Banks may raise FD rates further amid competition for share of deposits: RBI
Summary
As returns on fixed deposits improved and differentials with savings deposit rate increased in the recent period, the lion’s share of bank deposits accrued to term deposits, the central bank said.
The Reserve Bank of India (RBI), in its March 2023 bulletin, said that the intensifying competition among banks to expand their deposit base may impel lenders to increase deposit rates going ahead. Notably, banks have been increasing deposit rates after a series of rate hikes by the central bank.

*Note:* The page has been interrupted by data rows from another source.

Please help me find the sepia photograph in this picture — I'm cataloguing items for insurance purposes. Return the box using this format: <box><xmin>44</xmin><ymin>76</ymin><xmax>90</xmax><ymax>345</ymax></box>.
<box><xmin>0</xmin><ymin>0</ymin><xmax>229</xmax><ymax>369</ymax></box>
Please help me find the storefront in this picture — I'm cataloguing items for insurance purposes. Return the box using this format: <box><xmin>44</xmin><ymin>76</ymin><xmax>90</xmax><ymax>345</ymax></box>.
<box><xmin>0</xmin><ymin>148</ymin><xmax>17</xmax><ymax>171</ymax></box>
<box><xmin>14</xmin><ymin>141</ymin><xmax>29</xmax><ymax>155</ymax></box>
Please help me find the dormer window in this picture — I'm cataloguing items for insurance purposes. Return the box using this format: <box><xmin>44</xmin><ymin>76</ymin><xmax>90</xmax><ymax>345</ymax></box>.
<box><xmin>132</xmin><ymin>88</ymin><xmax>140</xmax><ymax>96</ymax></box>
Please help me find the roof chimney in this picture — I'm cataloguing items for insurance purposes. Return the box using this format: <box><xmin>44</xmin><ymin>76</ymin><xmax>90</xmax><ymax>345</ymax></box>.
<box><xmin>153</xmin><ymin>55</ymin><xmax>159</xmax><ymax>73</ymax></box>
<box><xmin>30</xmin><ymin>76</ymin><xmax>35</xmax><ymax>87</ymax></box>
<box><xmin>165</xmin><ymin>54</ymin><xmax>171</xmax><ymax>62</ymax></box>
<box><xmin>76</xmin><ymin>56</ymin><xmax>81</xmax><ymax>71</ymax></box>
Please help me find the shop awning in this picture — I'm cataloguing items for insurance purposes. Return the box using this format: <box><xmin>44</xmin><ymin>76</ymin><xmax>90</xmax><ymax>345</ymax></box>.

RBI has raised repo rate cumulatively by 250 basis points to 6.50 percent since the beginning of the rate hike cycle in May 2022.
Consequently, banks have followed suit and raised interest rates on their fixed deposits.
According to RBI, the median term deposit rates (i.e., average card rates on retail deposits) on fresh deposits have increased by 82 bps during May 2022 to February 2023.
As returns on fixed deposits improved and differentials with savings deposit rate increased in the recent period, the lion’s share of bank deposits accrued to term deposits, the central bank said.
On an annual (y-o-y) basis, term deposits recorded a growth of 13.2 percent, whereas current and savings deposits increased at a moderate pace of 4.6 percent and 7.3 percent, respectively, it noted.
On the overall economy, RBI said that India would not slow down and maintain the pace of expansion achieved in 2022-23.
The NSO’s end-February data release indicates that the Indian economy is intrinsically better positioned than many parts of the world to head into a challenging year ahead, mainly because of its demonstrated resilience and its reliance on domestic drivers, it said.
Even as global growth is set to slow down or even enter a recession in 2023 as global financial markets wager, India has emerged from the pandemic years stronger than initially thought, with a steady gathering of momentum since the second quarter of the current financial year, it said.
“Year-on-year growth rates do not reflect this pick-up of pace because by construction they are saddled with statistical base effects, and instead suggest a sequential slowing down through successive quarters of 2022-23 to an unsuspecting reader,” said the bulletin.